Salafi Versus NU Bicara Bidah di Madura: Antara Kh. Zubair Muntashor dan Kh. Shinwan Adra’ie
DOI:
https://doi.org/10.54371/jiip.v7i2.3500Abstract
Artikel ini bertujuan untuk membahas perdebatan mengenai isu bidah. Kebanyakan motif perdebatan tersebut untuk merebutkan Ahl al-Sunnah Wa al-Jama‘ah dan tidak jarang ada unsur politik di dalamnya. Perdebatan di Indonesia terjadi di Bangkalan Madura yakni KH. Zubair Muntashor dan KH. Shinwan Adra’ie. Artikel ini akan mengkaji bagaimana konsep bidah menurut KH. Zubair Muntashor dan KH. Shinwan Adra’ie serta motif yang melatarbelakangi perdebatan diantara keduanya. Penelitian ini menemukan bahwa KH. Zubair Muntashor mengartikan dan menanggapi bidah lebih fleksibel sehingga mengedepankan harmoni antara budaya lokal dengan nas syariah. Sedangkan KH. Shinwan menafsirkan bidah dalam agama secara tekstual sehingga implementasinya terhadap ibadah terkesan agak kaku, terbatas yang ada di al-Qur’an dan yang dijalankan oleh Nabi, sehingga berupaya melakukan pemurnian agama. Namun KH. Shinwan tidak melarang kegiatan tradisi keagamaan yang dianggap bidah selagi itu hanya digunakan sebagai wadah dalam melakukan sunah Rasulullah sehingga umat Islam tidak salah niat dalam melakukannya. Meski demikian, kedua pemikiran kiai tersebut saling melengkapi satu sama lain.

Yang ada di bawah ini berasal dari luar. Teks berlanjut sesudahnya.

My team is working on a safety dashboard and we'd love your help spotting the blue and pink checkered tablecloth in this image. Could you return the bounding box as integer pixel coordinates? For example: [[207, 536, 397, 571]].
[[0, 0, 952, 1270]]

Satu sisi untuk menjaga keontentikan atau kemurnian ajaran Islam, di sisi lain ajaran Islam yang lahir dari budaya lokal boleh dilaksanakan dengan syarat tetap berpedoman pada nas al-Qur’an dan hadist serta kemaslahatan umat, bukan untuk menambahkan ataupun modifikasi syariat.